You could choose to use half of the amount of soap you would normally use, but for me, that doesn’t work mostly because I have kids that do their own laundry, and they are always going to pour in more soap than necessary. Trust me, this method works, and we haven’t noticed a difference in the cleanliness of our clothing.
As a fabric softener, if necessary, I add one-quarter cup of white vinegar to the wash load. It helps to soften the clothes by removing the residue and soap build up in the clothing and in the washing machine and is super effective and removing odors as well.
If you have kids at home, then you know how important window cleaning becomes. When the fingerprints are everywhere, hopefully, the following will come in handy.
This is my least favorite part of cleaning house and if you come by, you’ll notice that almost immediately, but there are some easy ways to clean the windows both inside and out. Inside, I use a 1:1 mixture of vinegar and water. The ratio may or may not be important, but it leaves them streak free, which I love. I also use a microfiber cloth, which also cuts down on streaking and the use of paper towels.

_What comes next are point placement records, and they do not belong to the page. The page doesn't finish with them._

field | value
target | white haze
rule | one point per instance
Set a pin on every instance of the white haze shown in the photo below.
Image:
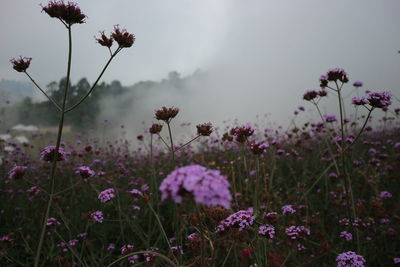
(260, 56)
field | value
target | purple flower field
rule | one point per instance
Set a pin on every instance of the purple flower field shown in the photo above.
(322, 192)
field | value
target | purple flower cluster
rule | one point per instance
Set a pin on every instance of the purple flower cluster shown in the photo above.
(106, 195)
(240, 219)
(350, 259)
(208, 187)
(379, 99)
(17, 172)
(297, 232)
(288, 209)
(52, 222)
(333, 75)
(330, 118)
(48, 152)
(267, 230)
(85, 172)
(346, 235)
(97, 216)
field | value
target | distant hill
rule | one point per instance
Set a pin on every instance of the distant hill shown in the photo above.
(14, 91)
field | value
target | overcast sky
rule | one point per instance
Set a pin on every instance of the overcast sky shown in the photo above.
(262, 55)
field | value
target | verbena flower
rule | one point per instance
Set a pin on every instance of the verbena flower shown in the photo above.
(104, 40)
(267, 230)
(17, 172)
(346, 235)
(21, 64)
(330, 118)
(122, 37)
(166, 114)
(350, 259)
(208, 187)
(155, 128)
(297, 232)
(69, 13)
(52, 222)
(204, 129)
(288, 209)
(48, 152)
(240, 220)
(97, 216)
(85, 172)
(106, 195)
(379, 99)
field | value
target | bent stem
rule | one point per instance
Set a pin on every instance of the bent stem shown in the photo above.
(41, 90)
(54, 162)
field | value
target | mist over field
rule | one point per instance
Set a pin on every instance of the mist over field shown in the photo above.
(258, 58)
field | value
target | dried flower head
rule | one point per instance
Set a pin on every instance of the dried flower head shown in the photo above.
(69, 13)
(240, 219)
(155, 128)
(166, 114)
(104, 40)
(208, 187)
(48, 152)
(122, 37)
(379, 99)
(204, 129)
(17, 172)
(337, 74)
(21, 64)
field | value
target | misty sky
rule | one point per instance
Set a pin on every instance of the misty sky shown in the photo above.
(261, 55)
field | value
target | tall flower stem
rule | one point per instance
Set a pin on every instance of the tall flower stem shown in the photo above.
(172, 142)
(54, 162)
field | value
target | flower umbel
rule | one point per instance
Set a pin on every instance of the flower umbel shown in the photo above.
(21, 64)
(122, 37)
(69, 13)
(208, 187)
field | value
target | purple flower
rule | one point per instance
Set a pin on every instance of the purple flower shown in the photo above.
(267, 230)
(17, 172)
(97, 216)
(297, 232)
(52, 222)
(85, 172)
(330, 118)
(208, 187)
(385, 194)
(310, 95)
(359, 101)
(240, 219)
(350, 259)
(379, 99)
(106, 195)
(346, 235)
(48, 152)
(288, 209)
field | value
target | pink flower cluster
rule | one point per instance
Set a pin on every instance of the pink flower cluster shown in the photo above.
(106, 195)
(267, 230)
(240, 219)
(85, 172)
(297, 232)
(208, 187)
(350, 259)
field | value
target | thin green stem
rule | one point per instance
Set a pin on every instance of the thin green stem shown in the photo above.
(54, 163)
(41, 90)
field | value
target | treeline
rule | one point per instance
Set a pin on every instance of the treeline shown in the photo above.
(86, 115)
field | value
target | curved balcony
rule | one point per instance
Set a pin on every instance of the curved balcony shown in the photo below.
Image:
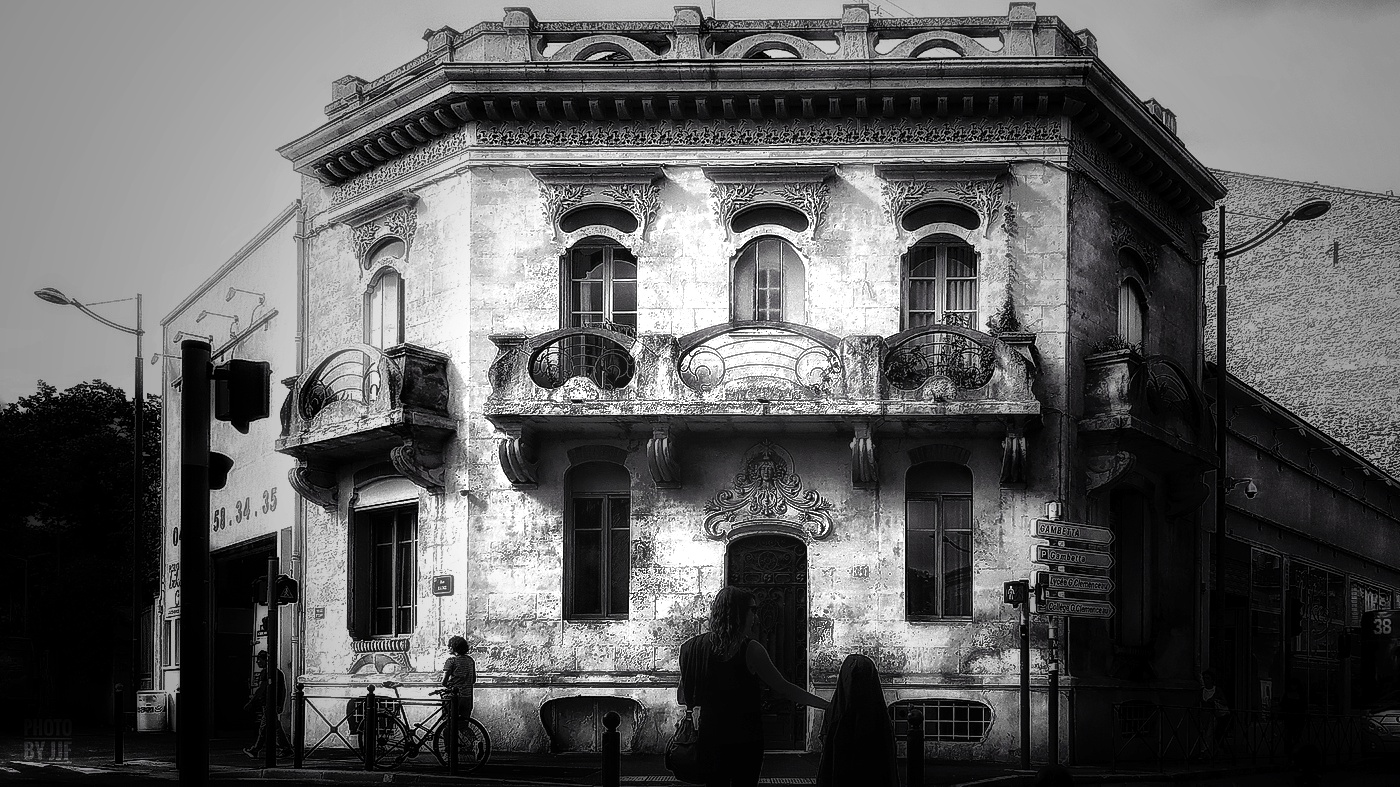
(760, 360)
(759, 374)
(361, 402)
(598, 356)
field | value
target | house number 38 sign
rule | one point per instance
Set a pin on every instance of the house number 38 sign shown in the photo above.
(245, 510)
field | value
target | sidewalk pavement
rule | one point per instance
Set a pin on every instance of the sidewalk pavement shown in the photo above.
(150, 756)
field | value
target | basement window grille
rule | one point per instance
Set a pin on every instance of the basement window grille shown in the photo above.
(945, 720)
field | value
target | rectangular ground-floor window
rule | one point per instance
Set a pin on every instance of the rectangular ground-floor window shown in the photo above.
(384, 572)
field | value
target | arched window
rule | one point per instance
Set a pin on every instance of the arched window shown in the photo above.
(601, 286)
(1131, 312)
(769, 282)
(938, 541)
(384, 310)
(598, 530)
(940, 284)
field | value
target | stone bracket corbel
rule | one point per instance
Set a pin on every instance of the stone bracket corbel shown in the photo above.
(517, 454)
(422, 462)
(661, 457)
(863, 458)
(1014, 454)
(315, 483)
(1106, 469)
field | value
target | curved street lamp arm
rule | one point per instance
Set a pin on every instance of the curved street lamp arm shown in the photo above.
(105, 321)
(1260, 238)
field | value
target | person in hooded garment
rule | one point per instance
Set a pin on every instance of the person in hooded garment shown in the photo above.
(857, 737)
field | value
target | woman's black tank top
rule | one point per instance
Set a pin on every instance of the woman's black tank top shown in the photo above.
(731, 712)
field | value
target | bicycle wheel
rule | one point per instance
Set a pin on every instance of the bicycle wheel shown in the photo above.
(391, 740)
(473, 745)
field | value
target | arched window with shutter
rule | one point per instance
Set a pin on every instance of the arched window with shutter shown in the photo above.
(938, 541)
(384, 310)
(940, 283)
(769, 282)
(597, 541)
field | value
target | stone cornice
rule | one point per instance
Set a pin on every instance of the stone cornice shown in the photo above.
(451, 95)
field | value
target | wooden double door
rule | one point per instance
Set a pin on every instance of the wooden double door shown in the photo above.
(773, 569)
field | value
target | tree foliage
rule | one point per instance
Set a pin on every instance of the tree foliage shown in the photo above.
(66, 524)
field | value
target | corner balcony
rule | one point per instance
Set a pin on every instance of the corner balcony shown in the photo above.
(361, 402)
(759, 374)
(1145, 408)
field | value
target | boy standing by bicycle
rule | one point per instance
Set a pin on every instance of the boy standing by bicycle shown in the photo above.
(459, 674)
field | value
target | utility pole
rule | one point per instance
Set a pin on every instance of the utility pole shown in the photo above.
(192, 738)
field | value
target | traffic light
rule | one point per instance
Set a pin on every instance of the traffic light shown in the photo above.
(219, 467)
(242, 391)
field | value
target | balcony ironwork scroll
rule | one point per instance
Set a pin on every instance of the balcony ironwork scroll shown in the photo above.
(352, 374)
(940, 359)
(762, 360)
(598, 354)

Outside, a tried and true method is to simply use a bit of your car window washer fluid. Once again, cut it with water and use a tool similar to the one you would use at the gas station to wash your car windows. The nice thing is, you can wash your windows in the middle of winter if it happens to be the non-freezing variety.
To clean the window sills, the easiest thing to do is to use that microfiber cloth, taking care to wipe out even the corners. Sometimes that’s the most likely area to be missed. Anytime you wipe down the hard surfaces in a room, do the windowsills as well. If you make it a habit, it won’t get missed.

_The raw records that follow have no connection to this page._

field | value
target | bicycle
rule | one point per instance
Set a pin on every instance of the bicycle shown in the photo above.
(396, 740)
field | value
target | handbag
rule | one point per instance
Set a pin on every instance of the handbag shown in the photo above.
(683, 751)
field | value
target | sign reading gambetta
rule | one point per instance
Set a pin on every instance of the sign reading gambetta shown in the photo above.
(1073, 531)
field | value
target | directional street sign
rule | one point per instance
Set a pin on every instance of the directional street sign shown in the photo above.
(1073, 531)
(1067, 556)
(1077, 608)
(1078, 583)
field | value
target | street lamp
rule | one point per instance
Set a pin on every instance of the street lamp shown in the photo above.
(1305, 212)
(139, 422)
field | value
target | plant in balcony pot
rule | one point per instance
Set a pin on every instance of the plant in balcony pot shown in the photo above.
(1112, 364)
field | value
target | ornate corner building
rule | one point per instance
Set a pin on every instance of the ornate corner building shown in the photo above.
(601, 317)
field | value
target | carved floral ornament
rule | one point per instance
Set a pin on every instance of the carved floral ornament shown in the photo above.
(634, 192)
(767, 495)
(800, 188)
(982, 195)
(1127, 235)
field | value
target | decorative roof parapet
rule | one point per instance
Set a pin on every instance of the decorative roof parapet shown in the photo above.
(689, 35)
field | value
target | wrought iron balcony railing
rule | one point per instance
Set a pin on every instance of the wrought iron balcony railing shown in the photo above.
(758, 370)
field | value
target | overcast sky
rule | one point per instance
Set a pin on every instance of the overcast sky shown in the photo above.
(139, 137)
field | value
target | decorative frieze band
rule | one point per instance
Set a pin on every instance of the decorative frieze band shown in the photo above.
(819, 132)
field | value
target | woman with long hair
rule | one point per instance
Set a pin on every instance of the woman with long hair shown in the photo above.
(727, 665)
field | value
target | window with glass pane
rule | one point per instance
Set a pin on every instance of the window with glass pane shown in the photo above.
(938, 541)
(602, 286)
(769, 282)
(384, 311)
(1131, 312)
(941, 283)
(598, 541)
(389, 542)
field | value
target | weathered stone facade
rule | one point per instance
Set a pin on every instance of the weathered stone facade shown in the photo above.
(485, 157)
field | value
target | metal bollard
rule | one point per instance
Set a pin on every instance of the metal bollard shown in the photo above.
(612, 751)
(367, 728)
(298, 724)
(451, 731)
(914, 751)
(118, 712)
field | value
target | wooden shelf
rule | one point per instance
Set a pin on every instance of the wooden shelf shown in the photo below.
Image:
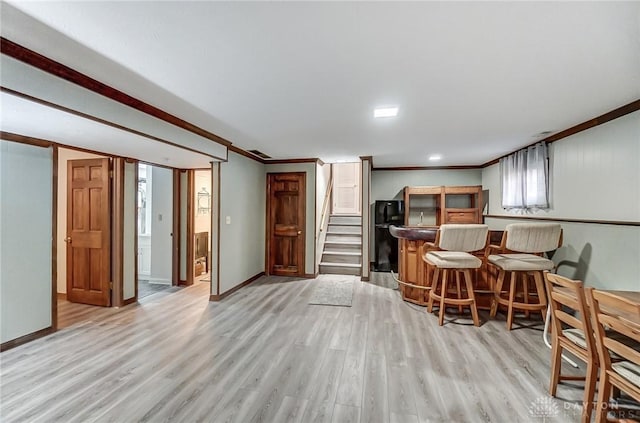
(444, 214)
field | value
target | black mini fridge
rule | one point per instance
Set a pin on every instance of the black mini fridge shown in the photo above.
(387, 212)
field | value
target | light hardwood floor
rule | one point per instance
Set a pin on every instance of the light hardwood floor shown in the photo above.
(264, 355)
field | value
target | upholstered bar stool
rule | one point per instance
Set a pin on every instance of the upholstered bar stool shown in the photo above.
(454, 243)
(523, 245)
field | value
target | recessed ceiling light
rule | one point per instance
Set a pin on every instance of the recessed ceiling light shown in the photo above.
(385, 112)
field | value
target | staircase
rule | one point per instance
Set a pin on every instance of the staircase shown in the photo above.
(342, 252)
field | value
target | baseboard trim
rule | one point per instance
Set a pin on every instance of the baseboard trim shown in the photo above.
(159, 281)
(26, 338)
(219, 297)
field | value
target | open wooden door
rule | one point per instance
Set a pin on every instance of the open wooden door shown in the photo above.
(346, 188)
(286, 223)
(88, 232)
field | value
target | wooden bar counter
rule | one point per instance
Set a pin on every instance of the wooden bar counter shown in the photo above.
(413, 270)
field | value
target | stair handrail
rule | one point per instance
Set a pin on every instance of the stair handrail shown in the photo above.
(325, 206)
(321, 231)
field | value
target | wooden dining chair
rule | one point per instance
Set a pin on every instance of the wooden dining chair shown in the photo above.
(616, 324)
(571, 332)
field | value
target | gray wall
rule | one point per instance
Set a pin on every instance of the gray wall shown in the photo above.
(593, 175)
(129, 236)
(388, 185)
(26, 191)
(242, 242)
(310, 170)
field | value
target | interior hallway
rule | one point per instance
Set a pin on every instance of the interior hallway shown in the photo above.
(264, 354)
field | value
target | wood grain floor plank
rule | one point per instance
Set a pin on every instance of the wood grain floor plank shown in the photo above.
(345, 414)
(264, 354)
(375, 402)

I am well aware that I am not covering every square inch of the house in this article, but I do want to mention a couple of alternatives to standard cleaning products that I haven’t had the chance to discuss yet.
I can’t use bleach in our home. After having little to no chemicals for so long, it’s nearly suffocating to walk into a room that’s been cleaned with bleach. A great alternative to bleach is lemon juice – and it’s inexpensive as well. Lemon juice is naturally anti-bacterial and is a great deodorizer as well.
Air freshening spray
Once again, air fresheners are a no-no in our home. That synthetic fragrance is hard to deal with, so we use water and essential oils. Just mix a small squirt bottle with some water and add a few drops of your favorite oil and then spritz away. You can also use a diffuser with your essential oils, but it’s not necessary.
It’s Clean – Now What?
Maintaining your clean home after all that work should be high on your priority list, and there are a couple of ways to do so.
Don’t let it get dirty
Seriously, one wipe of a counter and one sweep of a floor can quickly offset the amount of work you will need to do on a “cleaning day”.
If you don’t have it, you won’t have to clean it or around it. Donate, give away, or sell items you don’t need.
One hour (or a half hour) at a time can save a whole day of cleaning. Check out my family responsibilities charts for ideas on how to apply this to your own family, or even yourself. Take it one room at a time and your place will always be clean.
If nothing else, this gives you a place to start, and hopefully some good ideas on how to simplify your cleaning process. Even if you don’t like cleaning, at some point we all have to do it, so crank up the music, dance around a little, and get it done.